If the grantor is the income beneficiary of the trust and
has an Occupancy Agreement, the authors have successfully explained to the San
Bernardino Assessor that this is an exempt transfer similar to the transferor
retaining a life estate in the residence.
If the Grantor is not a beneficiary of the Trust and a child is not the
current beneficiary, then the author’s have found that it is an up hill battle
with the local assessors to argue there is no change of ownership. The fact that the trust is a grantor trust
for income tax purposes does not preclude the assessor from declaring there has
been a change of ownership for property tax purposes since the income and
property tax laws are not in pari materia.
IRC
Section 121 Exclusion. To the extent the
Irrevocable Trust is a Grantor Trust for income tax purposes, the IRS has
announced through a Revenue Ruling and
in at least two letter rulings that the grantor retains sufficient ownership
interest in the residence to qualify for the Section 121 exclusion if the
property is sold by the trustee.
Asset
Protection for Children/Beneficiaries. This
article has focused on the asset protection and tax benefits of the transfer of
a personal
residence
to an Irrevocable Grantor Protective Trust.

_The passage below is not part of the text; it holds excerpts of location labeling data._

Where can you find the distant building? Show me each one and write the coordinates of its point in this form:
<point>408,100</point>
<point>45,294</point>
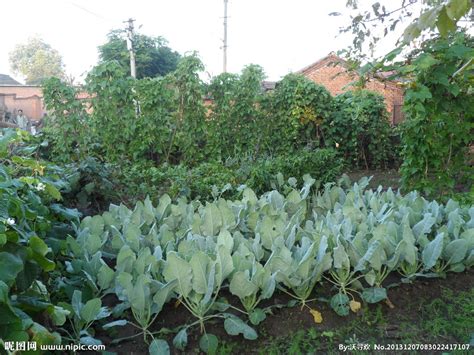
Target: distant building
<point>332,72</point>
<point>16,96</point>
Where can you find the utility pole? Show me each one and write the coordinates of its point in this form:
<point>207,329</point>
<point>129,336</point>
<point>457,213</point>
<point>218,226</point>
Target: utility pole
<point>225,36</point>
<point>133,70</point>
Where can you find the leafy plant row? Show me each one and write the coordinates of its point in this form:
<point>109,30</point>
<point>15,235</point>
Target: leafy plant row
<point>190,252</point>
<point>33,225</point>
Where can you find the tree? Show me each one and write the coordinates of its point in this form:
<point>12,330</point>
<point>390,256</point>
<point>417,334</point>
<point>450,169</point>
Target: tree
<point>425,17</point>
<point>153,56</point>
<point>36,61</point>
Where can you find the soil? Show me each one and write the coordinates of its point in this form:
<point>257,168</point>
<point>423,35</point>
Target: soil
<point>285,320</point>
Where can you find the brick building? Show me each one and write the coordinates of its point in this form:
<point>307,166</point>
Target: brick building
<point>16,96</point>
<point>332,72</point>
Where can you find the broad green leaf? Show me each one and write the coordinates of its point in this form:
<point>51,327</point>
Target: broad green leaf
<point>38,245</point>
<point>105,276</point>
<point>200,264</point>
<point>456,251</point>
<point>117,323</point>
<point>374,294</point>
<point>208,343</point>
<point>159,347</point>
<point>224,264</point>
<point>10,266</point>
<point>181,339</point>
<point>456,9</point>
<point>241,286</point>
<point>432,251</point>
<point>257,316</point>
<point>91,310</point>
<point>445,24</point>
<point>212,220</point>
<point>340,257</point>
<point>235,326</point>
<point>58,315</point>
<point>340,304</point>
<point>179,270</point>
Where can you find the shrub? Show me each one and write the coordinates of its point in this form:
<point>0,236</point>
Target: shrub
<point>360,129</point>
<point>296,109</point>
<point>439,106</point>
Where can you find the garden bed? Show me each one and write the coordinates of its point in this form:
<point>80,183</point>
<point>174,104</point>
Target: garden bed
<point>292,330</point>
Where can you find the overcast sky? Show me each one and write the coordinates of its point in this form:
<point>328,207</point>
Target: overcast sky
<point>280,35</point>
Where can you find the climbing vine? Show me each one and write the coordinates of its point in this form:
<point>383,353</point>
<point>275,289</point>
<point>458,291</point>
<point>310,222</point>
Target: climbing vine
<point>439,107</point>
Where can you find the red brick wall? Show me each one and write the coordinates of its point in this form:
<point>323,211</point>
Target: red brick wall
<point>337,80</point>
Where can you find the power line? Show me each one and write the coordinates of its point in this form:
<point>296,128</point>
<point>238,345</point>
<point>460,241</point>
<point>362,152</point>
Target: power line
<point>129,29</point>
<point>224,47</point>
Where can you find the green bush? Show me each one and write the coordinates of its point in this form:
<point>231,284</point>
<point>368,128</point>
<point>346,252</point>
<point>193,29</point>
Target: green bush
<point>322,164</point>
<point>360,130</point>
<point>213,179</point>
<point>33,226</point>
<point>439,106</point>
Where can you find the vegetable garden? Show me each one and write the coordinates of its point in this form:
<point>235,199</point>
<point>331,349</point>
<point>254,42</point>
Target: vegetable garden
<point>142,216</point>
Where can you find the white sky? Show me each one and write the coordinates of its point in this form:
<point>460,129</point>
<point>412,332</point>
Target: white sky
<point>280,35</point>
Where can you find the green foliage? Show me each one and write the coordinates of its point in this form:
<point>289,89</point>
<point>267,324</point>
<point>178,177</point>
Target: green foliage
<point>236,118</point>
<point>439,106</point>
<point>297,109</point>
<point>36,61</point>
<point>210,180</point>
<point>67,127</point>
<point>113,118</point>
<point>152,55</point>
<point>32,230</point>
<point>374,22</point>
<point>360,129</point>
<point>350,236</point>
<point>188,134</point>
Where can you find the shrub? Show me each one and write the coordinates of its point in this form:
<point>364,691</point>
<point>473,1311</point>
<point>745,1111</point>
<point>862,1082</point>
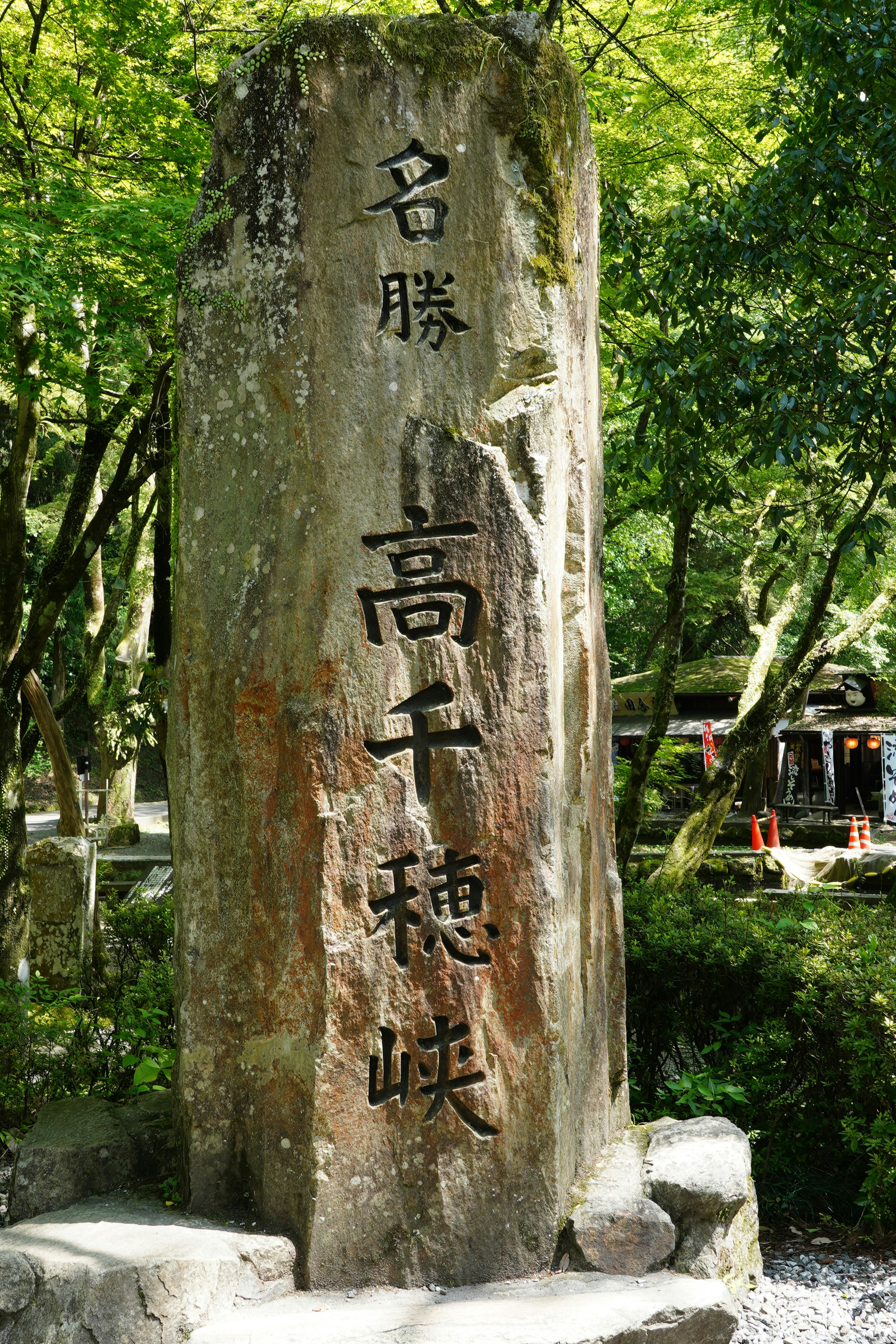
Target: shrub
<point>116,1040</point>
<point>781,1015</point>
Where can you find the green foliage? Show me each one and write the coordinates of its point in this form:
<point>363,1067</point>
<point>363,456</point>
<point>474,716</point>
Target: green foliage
<point>782,1017</point>
<point>112,1042</point>
<point>669,769</point>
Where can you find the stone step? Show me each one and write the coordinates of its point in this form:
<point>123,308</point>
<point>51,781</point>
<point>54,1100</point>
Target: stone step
<point>127,1271</point>
<point>558,1310</point>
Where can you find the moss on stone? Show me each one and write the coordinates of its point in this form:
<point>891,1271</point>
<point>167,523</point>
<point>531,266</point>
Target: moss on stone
<point>541,105</point>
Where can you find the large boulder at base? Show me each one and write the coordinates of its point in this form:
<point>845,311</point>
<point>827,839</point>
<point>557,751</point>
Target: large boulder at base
<point>699,1169</point>
<point>87,1146</point>
<point>614,1229</point>
<point>674,1194</point>
<point>62,875</point>
<point>130,1272</point>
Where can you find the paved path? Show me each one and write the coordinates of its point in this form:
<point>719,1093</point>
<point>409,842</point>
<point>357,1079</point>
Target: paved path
<point>823,1299</point>
<point>152,819</point>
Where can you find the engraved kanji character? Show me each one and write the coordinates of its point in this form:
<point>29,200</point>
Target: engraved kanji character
<point>379,1096</point>
<point>393,908</point>
<point>434,308</point>
<point>422,562</point>
<point>421,740</point>
<point>420,218</point>
<point>396,302</point>
<point>445,1088</point>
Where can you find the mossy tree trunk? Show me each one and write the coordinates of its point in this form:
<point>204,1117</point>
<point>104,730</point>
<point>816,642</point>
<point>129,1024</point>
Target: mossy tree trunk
<point>15,479</point>
<point>782,687</point>
<point>632,807</point>
<point>754,781</point>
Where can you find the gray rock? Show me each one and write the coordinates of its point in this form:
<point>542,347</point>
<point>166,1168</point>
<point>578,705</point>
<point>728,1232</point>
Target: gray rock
<point>87,1146</point>
<point>616,1229</point>
<point>123,836</point>
<point>115,1271</point>
<point>62,875</point>
<point>699,1169</point>
<point>326,428</point>
<point>564,1310</point>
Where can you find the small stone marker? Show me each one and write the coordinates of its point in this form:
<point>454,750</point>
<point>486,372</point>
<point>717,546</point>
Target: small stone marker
<point>64,893</point>
<point>402,997</point>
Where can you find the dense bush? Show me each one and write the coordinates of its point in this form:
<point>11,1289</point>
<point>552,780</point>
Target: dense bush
<point>116,1040</point>
<point>781,1015</point>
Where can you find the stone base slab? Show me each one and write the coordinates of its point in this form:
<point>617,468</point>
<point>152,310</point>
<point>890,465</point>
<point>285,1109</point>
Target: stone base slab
<point>561,1310</point>
<point>117,1271</point>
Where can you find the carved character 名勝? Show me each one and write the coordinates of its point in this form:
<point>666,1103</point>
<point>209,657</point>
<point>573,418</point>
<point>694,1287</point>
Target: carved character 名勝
<point>433,308</point>
<point>420,218</point>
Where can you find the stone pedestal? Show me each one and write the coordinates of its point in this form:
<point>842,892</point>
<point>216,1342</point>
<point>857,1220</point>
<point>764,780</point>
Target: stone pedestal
<point>64,893</point>
<point>399,939</point>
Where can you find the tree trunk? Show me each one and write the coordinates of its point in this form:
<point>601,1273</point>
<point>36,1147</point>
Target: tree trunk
<point>96,689</point>
<point>14,836</point>
<point>754,783</point>
<point>70,819</point>
<point>15,479</point>
<point>58,689</point>
<point>119,742</point>
<point>714,798</point>
<point>632,807</point>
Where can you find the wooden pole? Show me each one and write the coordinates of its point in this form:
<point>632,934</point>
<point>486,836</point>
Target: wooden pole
<point>70,823</point>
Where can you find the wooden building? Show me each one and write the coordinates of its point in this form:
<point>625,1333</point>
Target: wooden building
<point>841,701</point>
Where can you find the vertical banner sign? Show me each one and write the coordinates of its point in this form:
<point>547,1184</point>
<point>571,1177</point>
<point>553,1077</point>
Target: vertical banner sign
<point>828,756</point>
<point>794,759</point>
<point>889,756</point>
<point>708,745</point>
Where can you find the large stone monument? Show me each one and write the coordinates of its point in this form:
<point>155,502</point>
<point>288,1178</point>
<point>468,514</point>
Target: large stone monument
<point>62,875</point>
<point>399,937</point>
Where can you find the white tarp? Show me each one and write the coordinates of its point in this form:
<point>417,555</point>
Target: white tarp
<point>832,863</point>
<point>889,757</point>
<point>828,757</point>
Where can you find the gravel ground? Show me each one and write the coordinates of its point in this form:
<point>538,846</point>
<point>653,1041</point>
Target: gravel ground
<point>802,1300</point>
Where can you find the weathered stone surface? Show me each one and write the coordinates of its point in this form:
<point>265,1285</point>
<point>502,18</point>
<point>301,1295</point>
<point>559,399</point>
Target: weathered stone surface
<point>323,466</point>
<point>565,1310</point>
<point>614,1229</point>
<point>699,1169</point>
<point>87,1146</point>
<point>64,892</point>
<point>115,1271</point>
<point>17,1283</point>
<point>675,1193</point>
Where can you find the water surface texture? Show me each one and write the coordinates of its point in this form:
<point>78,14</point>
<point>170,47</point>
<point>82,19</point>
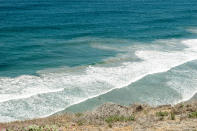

Consider also the economic effects of the compounding and appreciation
with respect to those assets that make up the trust corpus. In Los Angeles County the mean value of a single
family home is over $250,000.00 and seems to be appreciating at ten percent
(10%) annually. Such an asset if
retained over an 8 year period could easily double in value affording the trust
beneficiary(s) a substantial fund for their continued use and benefit. Following the Grantor’s death, the trust
could provide a source of rental income to the beneficiary(s); and, if the
residence were later sold, the proceeds remaining in the trust could serve as a
protective resource to meet the beneficiary’s current and future financial and
investment goals.
If properly designed and structured, the trust can be
controlled by the beneficiary and would not be subject to the claims of third
party creditors, IRS liens, bankruptcy trustees, and divorcing spouses. The Parents/Grandparents who have created a
protective trust for the family residence have done so to protect it from third
party creditors and a Medi-Cal claims.
Why would they not want to do the same for their heirs?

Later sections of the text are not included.